# **Hybrid Model for Skin Cancer Analysis**


PHASE 1:
1. Download Data
2. Organize data into train and test catagories
3. Process images
4. Load data into pytorch for CNN Training



**Step 1**:
Downloading data sets and extracting data



Data were downloaded through Kaggle where they have already separate and categorized each disease, here are the links:

**Malignant and Benign:**

https://www.kaggle.com/code/fanconic/starter-skin-cancer-malignant-vs-benign

**9 classes of skin cancer:**

https://www.kaggle.com/datasets/nodoubttome/skin-cancer9-classesisic

**Ham10000:**

https://www.kaggle.com/datasets/kmader/skin-cancer-mnist-ham10000?select=HAM10000_images_part_1



**Dataset and Purpose in the Project**

HAM10000
*   Multi-class classification, progression modeling

Skin Cancer ISIC	     
*   Multi-class classification

Malignant vs. Benign  
*   	Binary classification (use for CNN first)

PAD-UFES-20
*   Real-world clinical images for validation

Lesion Segmentation
*   Optional, for improving CNN feature extraction



In [None]:
from google.colab import drive
drive.mount('/content/drive')

PROJECT_PATH = "/content/drive/My Drive/BME230A_Project"


Mounted at /content/drive


Loading data into TensorFlow

In [None]:
import os

TRAIN_DIR = "/content/drive/My Drive/BME230A_Project/Dataset/Train"
TEST_DIR = "/content/drive/My Drive/BME230A_Project/Dataset/Test"

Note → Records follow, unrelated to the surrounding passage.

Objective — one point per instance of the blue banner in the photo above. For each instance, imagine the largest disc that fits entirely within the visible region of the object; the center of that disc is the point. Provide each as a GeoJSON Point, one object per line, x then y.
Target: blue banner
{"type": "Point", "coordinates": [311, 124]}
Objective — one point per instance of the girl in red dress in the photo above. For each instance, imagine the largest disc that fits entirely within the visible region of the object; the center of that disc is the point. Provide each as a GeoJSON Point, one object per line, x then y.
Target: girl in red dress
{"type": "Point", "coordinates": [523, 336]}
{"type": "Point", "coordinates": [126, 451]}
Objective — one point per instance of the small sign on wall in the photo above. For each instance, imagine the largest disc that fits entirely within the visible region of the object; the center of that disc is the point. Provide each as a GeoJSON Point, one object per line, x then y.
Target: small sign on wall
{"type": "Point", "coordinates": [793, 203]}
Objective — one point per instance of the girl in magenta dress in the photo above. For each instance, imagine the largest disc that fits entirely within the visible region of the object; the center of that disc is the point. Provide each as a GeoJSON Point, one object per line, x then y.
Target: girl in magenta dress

def list_detected_classes(directory):
    class_folders = sorted([folder for folder in os.listdir(directory) if os.path.isdir(os.path.join(directory, folder))])
    print(f"📂 {directory} contains {len(class_folders)} classes:")
    print(class_folders)

print("✅ Checking Detected Train Classes:")
list_detected_classes(TRAIN_DIR)

print("\n✅ Checking Detected Test Classes:")
list_detected_classes(TEST_DIR)

def count_images_per_class(directory):
    print(f"📂 Checking images in: {directory}\n")
    for class_folder in sorted(os.listdir(directory)):  # Sort for cleaner output
        class_path = os.path.join(directory, class_folder)
        if os.path.isdir(class_path):  # Only check folders (ignore hidden files)
            num_images = len([img for img in os.listdir(class_path) if img.endswith(".jpg")])
            print(f"📂 {class_folder}: {num_images} images")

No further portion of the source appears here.